After white-supremacist rallies and violence rocked her community, Charlottesville City Schools superintendent Dr. Rosa Atkins had just two days to shift the agenda as she prepared for a back-to-school meeting with her 800-strong staff. Below are excerpts from her phone interview with the Monitor Aug. 24, the day after students started school.
Tell me about how you decided to shift from a planned celebration to a more cathartic experience when you first gathered your staff – including giving them glow sticks and joining in the song, “Lean on Me.”
We realized we had to take time at the beginning of the school year in order to acknowledge first that our world had been shattered – and then have activities and a process by which we start down the pathway of rebuilding our world and rebuilding ourselves, to be strong enough to encounter our students when they came in.
We were unsure if it would work. We knew that what we were planning was heartfelt, and we needed to allow the emotions to come out and be revealed.
We know that songs oftentimes will take us to emotional places. We also decided that people need something to hold when they’re expressing those emotions. We thought, they use light – the white supremacists and neo-Nazis use light for hatred – we use light for love. So we decided to put the two together – singing and the light – to express our love, not only for one another, but love for our students and love for our community.
[Before school started] we had counselors on site for our teachers. We gave them time to talk about what had happened, the effect of the violence and the display of hatred on them, and then to start to envision how it might have affected our students.
What do students need to see from educational leaders at this moment, as role models in the civic space?
We need to be honest with our students. Sometimes we get caught up in new gadgets … exciting classes and … how students are college bound or career bound, and we’re having a good time preparing them for that. Perhaps we’ve not given enough attention to what made us a strong country and … one of the leaders in technology and innovation.

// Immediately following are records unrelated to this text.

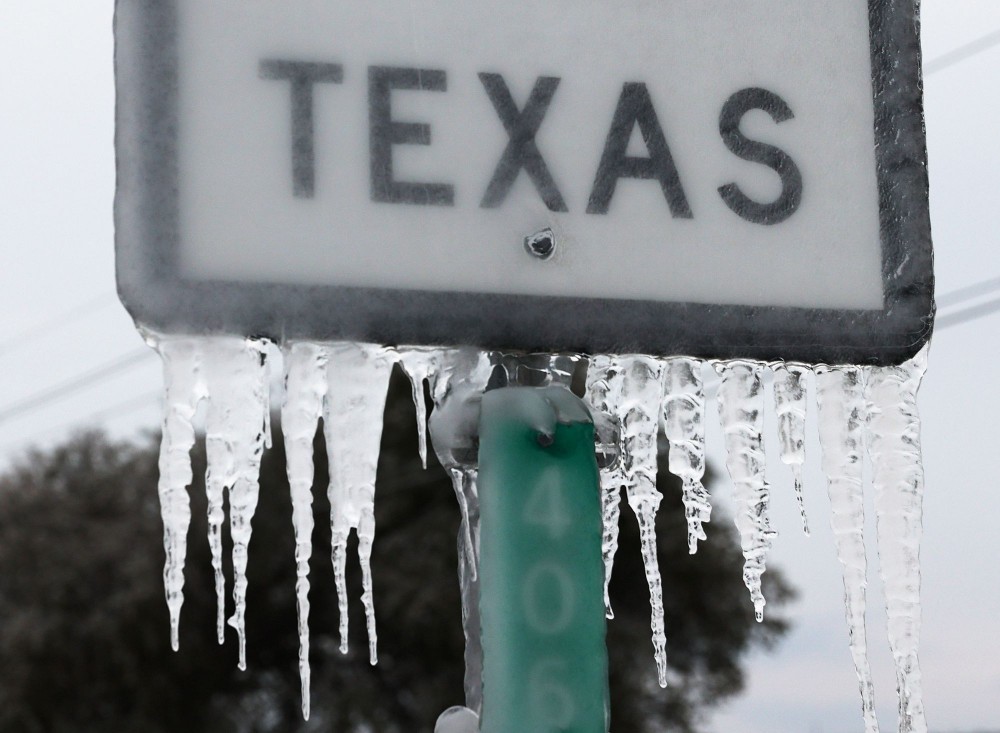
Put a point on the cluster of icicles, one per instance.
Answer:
(345, 385)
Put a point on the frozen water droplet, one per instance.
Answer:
(741, 411)
(629, 389)
(357, 379)
(612, 476)
(237, 381)
(790, 407)
(305, 391)
(457, 720)
(456, 387)
(419, 364)
(893, 439)
(184, 388)
(684, 426)
(842, 413)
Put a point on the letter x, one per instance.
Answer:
(521, 151)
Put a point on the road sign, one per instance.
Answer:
(715, 178)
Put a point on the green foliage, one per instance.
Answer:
(84, 641)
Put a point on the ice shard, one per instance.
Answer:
(235, 432)
(457, 384)
(684, 426)
(741, 408)
(357, 379)
(305, 394)
(842, 413)
(893, 438)
(184, 388)
(629, 389)
(599, 372)
(419, 364)
(790, 406)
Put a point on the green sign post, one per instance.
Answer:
(541, 574)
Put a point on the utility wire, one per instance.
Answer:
(968, 292)
(72, 315)
(962, 53)
(122, 363)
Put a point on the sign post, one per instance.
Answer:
(545, 665)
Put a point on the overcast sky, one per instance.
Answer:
(61, 321)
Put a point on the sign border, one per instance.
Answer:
(152, 290)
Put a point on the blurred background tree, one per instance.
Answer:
(84, 644)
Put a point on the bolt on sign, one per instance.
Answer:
(716, 178)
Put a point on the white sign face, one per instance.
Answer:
(683, 154)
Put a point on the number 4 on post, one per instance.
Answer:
(542, 579)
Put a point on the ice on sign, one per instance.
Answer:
(668, 192)
(729, 179)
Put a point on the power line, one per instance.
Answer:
(55, 323)
(122, 363)
(968, 292)
(968, 314)
(962, 53)
(121, 408)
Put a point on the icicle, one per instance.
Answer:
(612, 475)
(184, 389)
(684, 425)
(357, 380)
(305, 390)
(841, 401)
(237, 380)
(632, 396)
(419, 364)
(893, 439)
(790, 407)
(741, 407)
(457, 386)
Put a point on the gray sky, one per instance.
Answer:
(62, 321)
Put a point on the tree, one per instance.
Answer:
(84, 633)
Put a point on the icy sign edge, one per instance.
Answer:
(157, 297)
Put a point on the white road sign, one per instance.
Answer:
(713, 177)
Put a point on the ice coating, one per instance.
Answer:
(457, 383)
(684, 426)
(183, 390)
(790, 407)
(357, 379)
(629, 389)
(893, 439)
(612, 476)
(235, 432)
(345, 383)
(305, 392)
(741, 409)
(842, 413)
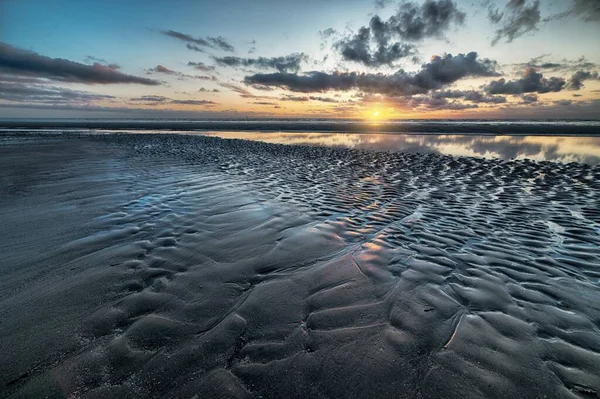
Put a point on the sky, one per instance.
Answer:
(365, 59)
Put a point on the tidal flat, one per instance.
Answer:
(167, 265)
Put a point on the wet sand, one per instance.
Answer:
(188, 266)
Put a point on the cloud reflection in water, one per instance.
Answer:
(539, 148)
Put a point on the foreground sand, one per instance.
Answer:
(183, 266)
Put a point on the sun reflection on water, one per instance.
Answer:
(539, 148)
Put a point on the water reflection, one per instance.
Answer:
(539, 148)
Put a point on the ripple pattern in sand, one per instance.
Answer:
(243, 269)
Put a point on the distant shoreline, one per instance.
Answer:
(543, 128)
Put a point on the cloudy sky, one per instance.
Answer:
(288, 58)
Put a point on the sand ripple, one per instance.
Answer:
(203, 267)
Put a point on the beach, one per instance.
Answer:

What were some of the real hard prices as a country that we paid in order to get to that place? Not just overall what did our country do, but what were the contributions of all of the peoples of our country – that includes people of all ethnic backgrounds, all religions, all races.
Some of our history is really ugly, but we have to tell it, and we have to tell our students and our children how we got beyond that, so that they can use that to move into the future.
There’s always been a tricky balance to strike between moral and political issues for educators, but is that even more difficult now?
In the classroom, our teachers will have different political views. So bringing out two political views in a balanced way can be tricky, and helping our students to understand that there are two perspectives usually with everything (except hatred – hatred and intolerance, there are not two views there).
We’re pretty fortunate in Charlottesville in that we do have teachers and staff members who truly do embrace all students. Are any of us perfect at doing that? No. But the compassion … tends to be at a very high level. They are quick to realize where they need to be compassionate with students, and where they need to foster and to emphasize that balance and make students feel welcome and a vital part of the learning environment.
Even after the most recent election, our teachers were quick to say we accept all of our students.
What do you anticipate will be some of the biggest challenges going forward?
The emotional reaction from our students is happening in stages as they engage in conversations in the classroom about the rallies. We realized that we need counselors to stay available over the next few weeks for our students, and our teachers are sensitive and looking for signs of anxiety and stress.
We will be very intentional to provide the support they will need at those different times [such as testing periods].
This is not an event, it’s a process. This will be a different school year for us, and we’re prepared to be there with our students and our teachers for the long haul.